SAT observed that complaints were filed six years ago against 16 listed entities, including the registered intermediaries, but were disposed of by the regulator without settling the case.
The Securities and Appellate Tribunal (SAT) has hauled up the Securities and Exchange Board of India (Sebi) for giving computer-generated response to investor complaints filed on its online platform Scores and for disposing of the matter without settling the case.
“We find the approach adopted by Sebi to be a strange one.
"Such computer-generated disposal of a serious complaint speaks volumes on the conduct in treating the minority shareholders in this shabby manner,” the tribunal said while delivering a judgment on a matter related to an investor complaint.
It said that disposal of the complaints by the markets regulator was merely an eyewash.
Scores is an online platform designed to help investors lodge their complaints pertaining to the securities market.
All complaints received by Sebi against listed companies and market intermediaries are dealt with through this mechanism.
The tribunal observed that complaints were filed six years ago against 16 listed entities, including the registered intermediaries, but were disposed of by the regulator without settling the case.
“It seems that the respondents have lost sight of the mandate provided to them under Section 11 of the Sebi Act which mandates it to safeguard the interest of the investors.
"Disposal of the complaint in this manner in the instant case indicates non-application of mind and non-consideration of the interest of the investors,” SAT said in an order.
“We have no hesitation in stating that the Sebi as a regulator in the instant case has not performed its duties and has kept the complaint pending for more than six years which speaks volumes by itself.”
It added the “tribunal fails to fathom as to why the complaint could not have been decided unless Sebi officials had a vested interest in not deciding the matter”.
The matter pertains to a complaint filed in 2013 by minority public shareholders of three companies - Bharat Nidhi (BNL), PNB Finance and Camac Commercial - for non-disclosure of promoter shareholding of BNL and also the violation of minimum public shareholding requirement by BNL.
BNL, PNBF and Camac hold 24.41 per cent, 9.29 per cent and 13.3 per cent shares, respectively, in Bennett, Coleman & Co (BCCL).
The contention of the complainant was that the three companies are owned and controlled by Vineet Jain, Samir Jain and their family members, who are the managing directors of BCCL.
Replying to this, Sebi said the information submitted by the appellants would be analysed and investigation would be made in a holistic manner but, on the other hand, it would neither confirm nor deny the existence of any investigation conducted by them.

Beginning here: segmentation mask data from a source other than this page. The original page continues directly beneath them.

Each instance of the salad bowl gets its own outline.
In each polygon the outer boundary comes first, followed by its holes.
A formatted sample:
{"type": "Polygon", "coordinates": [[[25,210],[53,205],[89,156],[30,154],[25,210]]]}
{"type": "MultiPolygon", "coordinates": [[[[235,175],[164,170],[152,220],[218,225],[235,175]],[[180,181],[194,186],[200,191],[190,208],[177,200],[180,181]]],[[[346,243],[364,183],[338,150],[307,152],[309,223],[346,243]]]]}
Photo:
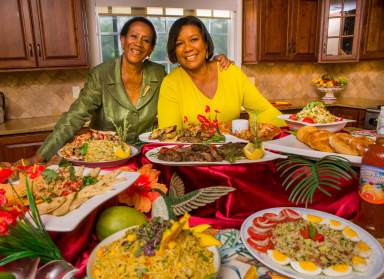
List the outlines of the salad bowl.
{"type": "Polygon", "coordinates": [[[293,120],[290,118],[291,114],[283,114],[279,115],[278,118],[283,119],[287,122],[290,130],[297,130],[303,126],[314,126],[318,129],[327,130],[329,132],[338,132],[343,129],[348,123],[355,122],[355,120],[351,119],[340,119],[331,123],[309,123],[305,121],[293,120]]]}

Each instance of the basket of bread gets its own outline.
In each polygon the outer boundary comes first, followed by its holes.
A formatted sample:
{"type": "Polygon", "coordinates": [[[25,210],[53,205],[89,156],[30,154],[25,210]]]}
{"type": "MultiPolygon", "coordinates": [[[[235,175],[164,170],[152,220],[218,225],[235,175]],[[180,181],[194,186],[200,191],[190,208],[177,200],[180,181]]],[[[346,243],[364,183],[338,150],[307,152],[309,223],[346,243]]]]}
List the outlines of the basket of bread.
{"type": "Polygon", "coordinates": [[[314,126],[300,128],[297,139],[312,149],[353,156],[362,156],[374,141],[365,136],[352,136],[344,132],[330,132],[314,126]]]}

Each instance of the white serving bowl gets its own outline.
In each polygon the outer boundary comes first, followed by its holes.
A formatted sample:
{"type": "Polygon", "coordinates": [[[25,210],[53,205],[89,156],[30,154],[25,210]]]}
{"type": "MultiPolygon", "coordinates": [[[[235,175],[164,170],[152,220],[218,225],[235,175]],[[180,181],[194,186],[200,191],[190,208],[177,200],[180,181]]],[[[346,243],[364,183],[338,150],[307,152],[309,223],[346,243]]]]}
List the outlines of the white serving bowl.
{"type": "Polygon", "coordinates": [[[279,115],[278,118],[283,119],[285,122],[287,122],[288,127],[290,130],[297,130],[300,129],[303,126],[314,126],[321,130],[327,130],[330,132],[338,132],[341,129],[347,125],[349,122],[355,122],[355,120],[351,119],[342,119],[340,121],[331,122],[331,123],[325,123],[325,124],[318,124],[318,123],[307,123],[297,120],[292,120],[289,118],[290,114],[283,114],[279,115]]]}
{"type": "MultiPolygon", "coordinates": [[[[133,227],[135,227],[135,226],[133,226],[133,227]]],[[[88,262],[87,262],[87,278],[88,279],[93,279],[94,278],[92,276],[92,269],[93,269],[93,264],[94,264],[94,262],[96,260],[96,252],[97,252],[97,250],[100,249],[103,246],[106,246],[106,245],[110,244],[111,242],[113,242],[115,240],[118,240],[118,239],[122,238],[124,236],[125,232],[127,230],[132,229],[133,227],[126,228],[124,230],[118,231],[118,232],[108,236],[106,239],[101,241],[95,247],[95,249],[93,249],[91,255],[88,258],[88,262]]],[[[220,254],[219,254],[219,250],[215,246],[210,246],[207,249],[213,253],[213,265],[214,265],[214,268],[215,268],[215,273],[218,274],[219,269],[220,269],[220,254]]]]}

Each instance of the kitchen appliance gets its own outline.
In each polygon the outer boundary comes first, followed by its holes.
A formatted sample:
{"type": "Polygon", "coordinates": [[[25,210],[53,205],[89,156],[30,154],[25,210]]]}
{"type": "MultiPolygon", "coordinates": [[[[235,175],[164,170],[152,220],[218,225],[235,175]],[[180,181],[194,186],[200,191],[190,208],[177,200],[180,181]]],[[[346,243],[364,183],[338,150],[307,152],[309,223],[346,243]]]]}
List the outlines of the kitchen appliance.
{"type": "Polygon", "coordinates": [[[377,118],[380,114],[380,107],[365,110],[364,129],[376,130],[377,118]]]}
{"type": "Polygon", "coordinates": [[[5,95],[3,92],[0,92],[0,123],[3,123],[5,120],[5,95]]]}

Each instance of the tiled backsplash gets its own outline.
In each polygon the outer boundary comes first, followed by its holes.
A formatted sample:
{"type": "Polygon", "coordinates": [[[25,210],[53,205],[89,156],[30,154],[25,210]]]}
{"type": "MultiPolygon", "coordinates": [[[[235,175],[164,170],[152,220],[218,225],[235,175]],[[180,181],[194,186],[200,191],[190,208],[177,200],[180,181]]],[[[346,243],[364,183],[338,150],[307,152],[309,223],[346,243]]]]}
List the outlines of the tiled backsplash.
{"type": "Polygon", "coordinates": [[[0,73],[6,118],[60,115],[73,102],[72,86],[83,87],[88,70],[0,73]]]}
{"type": "MultiPolygon", "coordinates": [[[[260,63],[243,65],[245,73],[268,99],[316,98],[312,79],[324,73],[349,80],[343,96],[384,100],[384,61],[312,64],[260,63]]],[[[72,87],[84,84],[88,70],[0,73],[6,95],[7,119],[60,115],[73,102],[72,87]]]]}
{"type": "MultiPolygon", "coordinates": [[[[316,98],[312,80],[330,73],[348,78],[347,88],[336,94],[350,98],[384,100],[384,61],[339,64],[260,63],[243,65],[247,76],[268,99],[316,98]]],[[[336,95],[337,96],[337,95],[336,95]]]]}

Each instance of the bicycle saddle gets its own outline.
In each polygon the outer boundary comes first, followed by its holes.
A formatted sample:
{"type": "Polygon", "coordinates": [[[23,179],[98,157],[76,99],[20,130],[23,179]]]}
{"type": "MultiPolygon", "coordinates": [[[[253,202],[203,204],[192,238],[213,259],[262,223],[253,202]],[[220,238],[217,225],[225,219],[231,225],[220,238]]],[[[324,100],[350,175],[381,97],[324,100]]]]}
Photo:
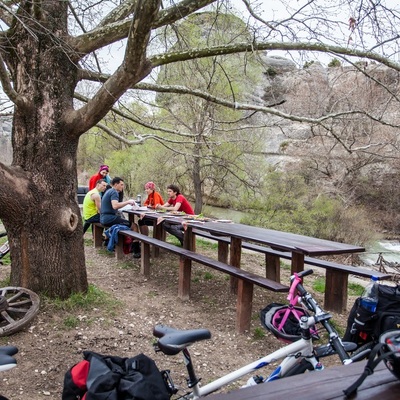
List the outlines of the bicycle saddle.
{"type": "Polygon", "coordinates": [[[211,338],[208,329],[179,330],[165,325],[156,325],[153,335],[159,338],[158,349],[168,356],[178,354],[195,342],[211,338]]]}

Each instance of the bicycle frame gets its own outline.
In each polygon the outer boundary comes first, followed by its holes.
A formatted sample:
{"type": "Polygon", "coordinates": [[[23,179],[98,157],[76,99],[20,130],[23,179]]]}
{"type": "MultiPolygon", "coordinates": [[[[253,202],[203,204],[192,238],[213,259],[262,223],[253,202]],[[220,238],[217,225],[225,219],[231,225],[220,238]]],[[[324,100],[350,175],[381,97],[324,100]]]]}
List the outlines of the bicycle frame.
{"type": "MultiPolygon", "coordinates": [[[[313,317],[306,318],[307,328],[315,323],[313,317]]],[[[309,328],[308,328],[309,329],[309,328]]],[[[186,349],[187,350],[187,349],[186,349]]],[[[190,355],[189,359],[187,358],[188,352],[183,352],[183,356],[185,359],[186,366],[190,363],[190,355]]],[[[250,374],[254,371],[257,371],[261,368],[264,368],[271,363],[274,363],[278,360],[284,359],[282,363],[275,368],[275,370],[270,374],[270,376],[265,380],[265,382],[269,382],[272,380],[276,380],[285,375],[296,363],[298,363],[299,359],[307,358],[307,360],[313,365],[314,369],[322,369],[318,368],[320,363],[313,355],[313,344],[311,340],[311,336],[308,339],[302,338],[294,343],[291,343],[281,349],[274,351],[271,354],[268,354],[265,357],[260,358],[257,361],[254,361],[236,371],[233,371],[227,375],[222,376],[219,379],[216,379],[213,382],[208,383],[205,386],[200,386],[197,382],[193,387],[193,392],[184,396],[187,399],[198,399],[199,397],[206,396],[223,386],[243,377],[244,375],[250,374]]]]}
{"type": "MultiPolygon", "coordinates": [[[[179,331],[164,326],[156,327],[154,334],[159,338],[159,341],[155,345],[156,351],[161,350],[167,355],[175,355],[179,352],[182,352],[184,358],[188,372],[188,387],[192,390],[192,392],[187,393],[179,398],[198,399],[200,397],[207,396],[208,394],[224,387],[225,385],[279,360],[282,360],[281,363],[272,371],[272,373],[270,373],[266,379],[262,381],[263,383],[286,376],[296,375],[304,372],[307,369],[316,371],[322,370],[323,366],[318,360],[319,357],[337,354],[339,355],[343,364],[346,365],[353,362],[353,360],[347,354],[346,348],[340,340],[336,330],[329,323],[331,315],[326,313],[318,305],[312,295],[308,293],[302,285],[302,277],[312,273],[312,270],[308,270],[294,274],[288,296],[288,300],[292,306],[299,301],[300,303],[304,304],[307,309],[314,313],[313,316],[302,316],[300,318],[299,325],[301,330],[301,338],[204,386],[200,385],[200,380],[196,377],[188,347],[196,341],[210,338],[211,334],[209,331],[207,331],[209,336],[205,335],[204,332],[198,336],[191,336],[193,334],[186,334],[187,331],[179,331]],[[329,334],[329,343],[327,345],[314,347],[312,341],[312,332],[314,332],[313,328],[317,323],[321,323],[327,330],[327,333],[329,334]]],[[[170,377],[169,371],[167,371],[167,376],[170,377]]],[[[170,386],[171,393],[176,393],[177,390],[175,390],[176,388],[173,385],[172,380],[167,379],[166,382],[170,386]]]]}

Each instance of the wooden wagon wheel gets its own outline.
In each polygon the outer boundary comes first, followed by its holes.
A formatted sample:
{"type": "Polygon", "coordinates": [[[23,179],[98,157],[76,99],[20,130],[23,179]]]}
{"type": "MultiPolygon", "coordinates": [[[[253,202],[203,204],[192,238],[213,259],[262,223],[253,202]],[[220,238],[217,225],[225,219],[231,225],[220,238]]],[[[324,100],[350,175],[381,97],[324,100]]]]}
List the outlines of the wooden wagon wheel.
{"type": "Polygon", "coordinates": [[[21,287],[0,288],[0,337],[27,326],[39,312],[39,296],[21,287]]]}

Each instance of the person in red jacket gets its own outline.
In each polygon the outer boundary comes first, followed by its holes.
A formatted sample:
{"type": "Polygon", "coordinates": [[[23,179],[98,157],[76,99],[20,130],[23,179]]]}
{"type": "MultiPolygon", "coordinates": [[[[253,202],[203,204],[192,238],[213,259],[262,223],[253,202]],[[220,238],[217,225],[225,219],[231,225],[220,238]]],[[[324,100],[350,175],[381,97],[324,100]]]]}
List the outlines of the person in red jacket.
{"type": "Polygon", "coordinates": [[[94,189],[96,187],[96,182],[99,181],[100,179],[105,180],[107,185],[110,185],[111,178],[110,178],[109,172],[110,172],[110,168],[108,165],[100,165],[99,172],[94,174],[89,179],[89,190],[94,189]]]}
{"type": "MultiPolygon", "coordinates": [[[[161,194],[156,192],[156,185],[154,182],[147,182],[144,185],[144,190],[147,193],[147,199],[143,203],[144,206],[146,206],[147,208],[156,208],[157,205],[164,204],[164,200],[161,194]]],[[[144,215],[145,214],[143,214],[143,216],[141,216],[141,218],[139,219],[139,228],[140,233],[148,236],[149,226],[153,226],[153,220],[151,220],[150,218],[146,218],[144,215]]]]}
{"type": "MultiPolygon", "coordinates": [[[[181,194],[179,187],[176,185],[169,185],[167,187],[168,200],[165,204],[160,204],[156,206],[157,210],[166,211],[181,211],[188,215],[194,215],[194,211],[190,203],[187,201],[186,197],[181,194]]],[[[183,232],[184,228],[182,224],[174,224],[169,221],[163,223],[163,228],[165,231],[174,235],[178,238],[183,245],[183,232]]]]}

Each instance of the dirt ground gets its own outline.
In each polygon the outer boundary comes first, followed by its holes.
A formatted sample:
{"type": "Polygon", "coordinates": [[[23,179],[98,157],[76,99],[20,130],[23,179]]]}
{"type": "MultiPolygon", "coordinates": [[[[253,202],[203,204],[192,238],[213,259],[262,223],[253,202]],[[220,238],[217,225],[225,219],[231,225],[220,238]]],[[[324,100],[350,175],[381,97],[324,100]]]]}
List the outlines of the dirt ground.
{"type": "MultiPolygon", "coordinates": [[[[204,250],[209,251],[216,250],[204,250]]],[[[82,359],[83,350],[122,357],[145,353],[160,369],[170,369],[175,383],[184,386],[181,356],[167,357],[153,350],[152,329],[158,323],[176,328],[210,329],[211,340],[191,347],[196,371],[204,383],[283,345],[262,328],[258,312],[271,302],[286,303],[285,295],[256,288],[251,330],[238,335],[235,298],[229,294],[229,281],[213,270],[196,265],[192,297],[190,301],[180,301],[175,256],[163,253],[155,259],[150,279],[140,275],[140,260],[127,256],[125,261],[117,262],[113,255],[95,250],[90,243],[86,246],[86,260],[89,282],[106,292],[108,301],[71,310],[44,299],[39,315],[29,328],[0,338],[0,345],[13,344],[19,348],[17,368],[1,372],[0,376],[0,393],[10,400],[60,399],[64,374],[82,359]]],[[[246,253],[243,265],[260,271],[264,268],[264,257],[246,253]]],[[[8,273],[9,267],[1,267],[0,279],[8,273]]],[[[286,268],[282,282],[288,279],[286,268]]],[[[312,291],[311,281],[315,276],[306,279],[305,286],[312,291]]],[[[321,294],[315,297],[323,304],[321,294]]],[[[354,297],[350,298],[349,304],[353,301],[354,297]]],[[[334,314],[339,327],[345,325],[346,318],[347,315],[334,314]]],[[[339,364],[336,356],[323,362],[326,366],[339,364]]]]}

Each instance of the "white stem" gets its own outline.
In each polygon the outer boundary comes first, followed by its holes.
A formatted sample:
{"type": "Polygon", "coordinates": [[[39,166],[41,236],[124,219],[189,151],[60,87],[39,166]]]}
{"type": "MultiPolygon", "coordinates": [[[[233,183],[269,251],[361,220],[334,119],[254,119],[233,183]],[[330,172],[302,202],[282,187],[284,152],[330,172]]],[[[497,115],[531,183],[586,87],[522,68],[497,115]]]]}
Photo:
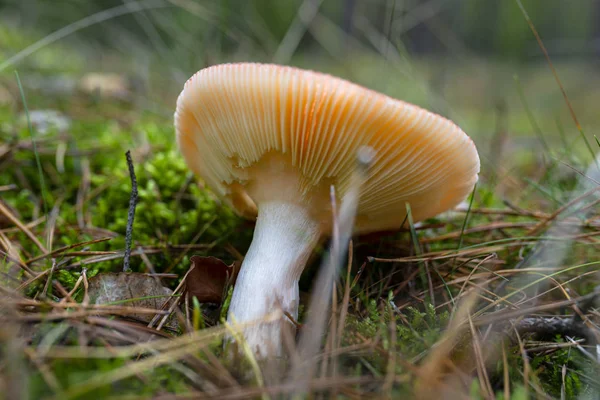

Later, the regulator disposed of the case and said the information provided by the complainants would be taken as market intelligence and would also be treated as confidential.
SAT questioned the response and asked why would the complaint be treated as market intelligence or confidential.
The tribunal on Thursday set aside the Sebi order and allowed the appeal by the complainants.
It also directed the regulator to “consider and decide the matter by a reasoned and speaking order within six weeks from the date of presentation along with the appellate order”.